LTX-Video Additional conditioning layers

I am trying to find a way to augment LTX to support additional conditioning by using a pose video latent—encoding that information through the VAE—to enable posable controllability.

I have looked at how you conditioned the model to support image-to-video. I was considering fine-tuning the model with image-to-video conditioning and adding an extra cross-attention layer alongside the original one, along the lines of:

Simplified idea. x_sa = self_attn(x) # Self-Attention x_ca_A = cross_attn_A(x_sa, cond_A) # Cross-Attention for condition Text x_ca_B = cross_attn_B(x_ca_A, cond_B)# Cross-Attention for condition Pose output = feed_forward(x_ca_B) # Final feed-forward network

freezing the model and only finetuning new cross-attention layers. Does this seem like a sensible thing to do? Do you have any tips or thoughts?

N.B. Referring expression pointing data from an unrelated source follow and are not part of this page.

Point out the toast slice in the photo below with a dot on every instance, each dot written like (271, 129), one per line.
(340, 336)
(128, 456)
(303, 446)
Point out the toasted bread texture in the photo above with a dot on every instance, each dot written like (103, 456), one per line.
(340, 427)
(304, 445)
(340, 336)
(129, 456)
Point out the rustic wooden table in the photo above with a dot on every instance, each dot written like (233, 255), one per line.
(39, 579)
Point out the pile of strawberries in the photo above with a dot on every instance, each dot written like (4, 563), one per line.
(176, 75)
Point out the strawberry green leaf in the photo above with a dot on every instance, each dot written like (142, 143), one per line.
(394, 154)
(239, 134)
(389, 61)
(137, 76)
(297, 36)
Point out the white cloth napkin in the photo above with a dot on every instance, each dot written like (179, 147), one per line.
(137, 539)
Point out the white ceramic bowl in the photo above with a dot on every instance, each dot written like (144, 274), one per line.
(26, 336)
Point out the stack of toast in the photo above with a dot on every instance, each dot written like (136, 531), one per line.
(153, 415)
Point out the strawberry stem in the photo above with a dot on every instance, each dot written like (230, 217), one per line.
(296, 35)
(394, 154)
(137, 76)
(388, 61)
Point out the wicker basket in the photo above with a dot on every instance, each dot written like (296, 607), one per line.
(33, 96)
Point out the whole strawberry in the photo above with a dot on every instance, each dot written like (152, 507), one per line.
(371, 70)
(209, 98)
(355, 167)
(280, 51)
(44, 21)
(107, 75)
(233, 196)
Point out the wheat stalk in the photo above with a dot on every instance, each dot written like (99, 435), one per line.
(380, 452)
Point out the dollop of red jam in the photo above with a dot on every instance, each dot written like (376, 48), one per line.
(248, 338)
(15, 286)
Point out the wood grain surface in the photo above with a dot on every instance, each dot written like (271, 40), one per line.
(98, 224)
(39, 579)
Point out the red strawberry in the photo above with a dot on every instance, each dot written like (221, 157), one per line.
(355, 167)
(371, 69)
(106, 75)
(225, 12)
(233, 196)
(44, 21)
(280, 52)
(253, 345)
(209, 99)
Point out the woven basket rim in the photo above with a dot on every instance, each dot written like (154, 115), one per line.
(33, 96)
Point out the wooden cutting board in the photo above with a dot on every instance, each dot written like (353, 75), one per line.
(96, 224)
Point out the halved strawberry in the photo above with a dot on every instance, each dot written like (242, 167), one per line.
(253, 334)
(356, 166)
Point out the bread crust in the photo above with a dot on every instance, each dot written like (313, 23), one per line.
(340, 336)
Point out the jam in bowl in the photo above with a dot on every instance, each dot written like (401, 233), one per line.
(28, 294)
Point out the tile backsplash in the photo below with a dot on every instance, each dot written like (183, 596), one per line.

How would you recommend doing this?, @yoavhacohen

Feb 12 '25 16:02 ArEnSc

Adding new cross-attention layers is a valid option, but you’ll likely need to handle positional embeddings. The current cross-attention layers don’t use positional embeddings, so you might want to reference how we handle them in self-attention.

Keep in mind that this is different from how we condition the model for image-to-video, which is implemented as a temporal inpainting task using a different timestep for the conditioning tokens—see the paper for details.

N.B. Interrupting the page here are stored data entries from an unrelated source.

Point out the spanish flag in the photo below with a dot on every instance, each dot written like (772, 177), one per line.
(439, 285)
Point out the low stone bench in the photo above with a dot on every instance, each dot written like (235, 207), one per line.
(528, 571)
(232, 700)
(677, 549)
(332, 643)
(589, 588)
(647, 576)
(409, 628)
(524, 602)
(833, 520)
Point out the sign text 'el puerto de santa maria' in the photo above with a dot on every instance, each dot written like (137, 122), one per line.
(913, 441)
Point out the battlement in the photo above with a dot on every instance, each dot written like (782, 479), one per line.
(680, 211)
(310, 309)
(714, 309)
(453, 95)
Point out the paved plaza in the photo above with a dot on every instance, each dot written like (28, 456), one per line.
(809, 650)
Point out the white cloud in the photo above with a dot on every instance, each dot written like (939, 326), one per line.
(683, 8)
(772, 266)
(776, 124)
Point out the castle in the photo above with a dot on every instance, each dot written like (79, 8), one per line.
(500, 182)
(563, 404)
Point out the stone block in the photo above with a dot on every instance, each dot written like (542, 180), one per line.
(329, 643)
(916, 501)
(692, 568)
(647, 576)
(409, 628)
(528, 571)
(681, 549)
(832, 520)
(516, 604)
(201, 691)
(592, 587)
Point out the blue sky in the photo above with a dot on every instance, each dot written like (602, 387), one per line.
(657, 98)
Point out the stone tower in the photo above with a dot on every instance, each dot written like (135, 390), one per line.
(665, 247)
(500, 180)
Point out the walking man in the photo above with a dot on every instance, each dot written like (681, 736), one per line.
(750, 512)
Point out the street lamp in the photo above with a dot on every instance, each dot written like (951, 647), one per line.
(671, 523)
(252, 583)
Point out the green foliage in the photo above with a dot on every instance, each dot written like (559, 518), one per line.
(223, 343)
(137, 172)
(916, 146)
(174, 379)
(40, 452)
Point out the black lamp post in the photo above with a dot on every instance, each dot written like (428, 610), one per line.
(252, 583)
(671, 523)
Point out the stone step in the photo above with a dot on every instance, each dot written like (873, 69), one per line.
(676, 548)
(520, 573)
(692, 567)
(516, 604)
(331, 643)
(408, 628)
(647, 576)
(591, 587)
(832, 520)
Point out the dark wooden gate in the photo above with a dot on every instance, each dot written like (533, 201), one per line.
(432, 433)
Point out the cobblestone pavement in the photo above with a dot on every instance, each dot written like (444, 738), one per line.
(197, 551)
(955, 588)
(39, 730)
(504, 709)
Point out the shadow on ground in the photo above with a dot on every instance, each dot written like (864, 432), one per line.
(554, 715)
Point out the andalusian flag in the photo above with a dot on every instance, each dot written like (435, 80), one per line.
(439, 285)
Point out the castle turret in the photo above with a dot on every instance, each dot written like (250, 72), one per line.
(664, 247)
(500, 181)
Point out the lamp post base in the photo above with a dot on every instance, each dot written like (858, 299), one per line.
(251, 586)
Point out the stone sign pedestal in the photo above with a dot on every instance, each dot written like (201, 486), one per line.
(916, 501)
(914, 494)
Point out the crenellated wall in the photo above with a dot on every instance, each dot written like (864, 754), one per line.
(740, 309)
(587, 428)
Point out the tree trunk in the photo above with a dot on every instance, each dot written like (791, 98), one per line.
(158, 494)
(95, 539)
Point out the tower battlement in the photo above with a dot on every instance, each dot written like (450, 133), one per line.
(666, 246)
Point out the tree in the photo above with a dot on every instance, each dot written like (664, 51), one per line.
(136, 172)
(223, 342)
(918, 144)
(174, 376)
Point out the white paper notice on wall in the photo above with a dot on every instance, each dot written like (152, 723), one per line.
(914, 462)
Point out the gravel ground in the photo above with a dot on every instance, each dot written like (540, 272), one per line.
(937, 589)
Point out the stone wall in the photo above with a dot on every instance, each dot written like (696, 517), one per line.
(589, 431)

Your approach of freezing the model and fine-tuning only the new cross-attention layers makes sense, especially if your goal is to minimize catastrophic forgetting while maintaining the base model’s capabilities. You might also consider training a LoRA adapter for the rest of the model alongside the new cross-attention layers to allow for more flexible adaptation.

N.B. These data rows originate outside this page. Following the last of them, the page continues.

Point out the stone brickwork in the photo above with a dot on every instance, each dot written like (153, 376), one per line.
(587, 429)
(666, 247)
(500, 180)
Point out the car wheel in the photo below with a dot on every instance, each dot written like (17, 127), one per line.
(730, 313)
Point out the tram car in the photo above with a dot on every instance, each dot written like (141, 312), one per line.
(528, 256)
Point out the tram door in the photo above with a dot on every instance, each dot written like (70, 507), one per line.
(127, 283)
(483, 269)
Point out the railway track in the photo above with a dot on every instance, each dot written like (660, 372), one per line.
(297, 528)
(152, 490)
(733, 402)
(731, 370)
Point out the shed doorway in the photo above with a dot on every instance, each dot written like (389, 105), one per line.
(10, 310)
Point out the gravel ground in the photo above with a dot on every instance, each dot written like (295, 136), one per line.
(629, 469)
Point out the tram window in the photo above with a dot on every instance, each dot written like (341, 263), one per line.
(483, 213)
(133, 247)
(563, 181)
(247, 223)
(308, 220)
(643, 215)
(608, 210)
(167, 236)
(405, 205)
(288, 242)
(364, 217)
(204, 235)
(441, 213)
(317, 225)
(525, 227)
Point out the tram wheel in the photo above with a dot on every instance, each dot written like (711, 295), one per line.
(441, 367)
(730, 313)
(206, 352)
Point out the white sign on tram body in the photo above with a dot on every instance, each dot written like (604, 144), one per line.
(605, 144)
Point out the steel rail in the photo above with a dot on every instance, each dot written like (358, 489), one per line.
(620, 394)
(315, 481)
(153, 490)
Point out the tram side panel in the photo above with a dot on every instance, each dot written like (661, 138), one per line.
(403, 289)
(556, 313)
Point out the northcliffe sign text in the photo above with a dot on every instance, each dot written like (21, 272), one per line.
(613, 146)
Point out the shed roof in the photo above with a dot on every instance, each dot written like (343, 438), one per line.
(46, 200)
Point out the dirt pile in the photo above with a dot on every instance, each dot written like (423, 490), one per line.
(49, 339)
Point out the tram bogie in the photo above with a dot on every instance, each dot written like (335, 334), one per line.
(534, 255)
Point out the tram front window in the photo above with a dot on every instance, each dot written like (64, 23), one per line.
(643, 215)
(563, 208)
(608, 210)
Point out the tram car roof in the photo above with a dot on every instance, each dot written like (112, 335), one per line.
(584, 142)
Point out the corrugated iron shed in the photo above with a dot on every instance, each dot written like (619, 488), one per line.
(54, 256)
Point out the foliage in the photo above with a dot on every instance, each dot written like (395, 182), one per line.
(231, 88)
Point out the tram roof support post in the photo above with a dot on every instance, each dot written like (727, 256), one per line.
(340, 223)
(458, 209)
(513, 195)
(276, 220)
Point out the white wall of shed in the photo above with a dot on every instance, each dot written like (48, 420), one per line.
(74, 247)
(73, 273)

Would be happy to discuss more details if you have specific constraints or goals in mind!

Feb 12 '25 20:02 yoavhacohen

@yoavhacohen Just to clarify, I am trying to extend and build upon image-to-video conditioning with pose conditioning are you suggesting that we can extend the current image-to-video conditioning mechanism to also incorporate explicit pose information to better guide the temporal generation? How do you envision integrating this additional pose conditioning or would this be using the cross attention layers be effective? The end result I am trying to achieve is to use the pose conditioning to steer a character in an image.

Feb 12 '25 23:02 ArEnSc

Our image-to-video conditioning is implemented as a temporal inpainting task, using a different timestep for the conditioning tokens, it doesn’t rely on cross-attention.

If you want to apply a similar approach for pose conditioning, simply add more tokens with the same positional embeddings as the generated ones, but assign a different timestep embedding to the conditioning tokens.

Feb 13 '25 13:02 yoavhacohen

Ok, so I believe I understand...

You concatenate the pose tokens alongside the seed image tokens and noise for the remaining sequence you want to predict. keep the noise low to clean for the pose tokens and the seed image tokens.

I suspect this will increase the memory size due to the sequence length a bit during inference.

The target to predict is the whole conditioned sequence the flow or velocity to that sequence.

During inference, you add the conditioning with a tiny bit of noise to the initial conditioning tokens. Then after inference, you just peel off the "denoised" tokens

Feb 18 '25 17:02 ArEnSc

Hi @ArEnSc, I am also interested in adding conditioning to LTX. Did you try to add more tokens? How it perform?

Mar 20 '25 12:03 AlfaranoAndrea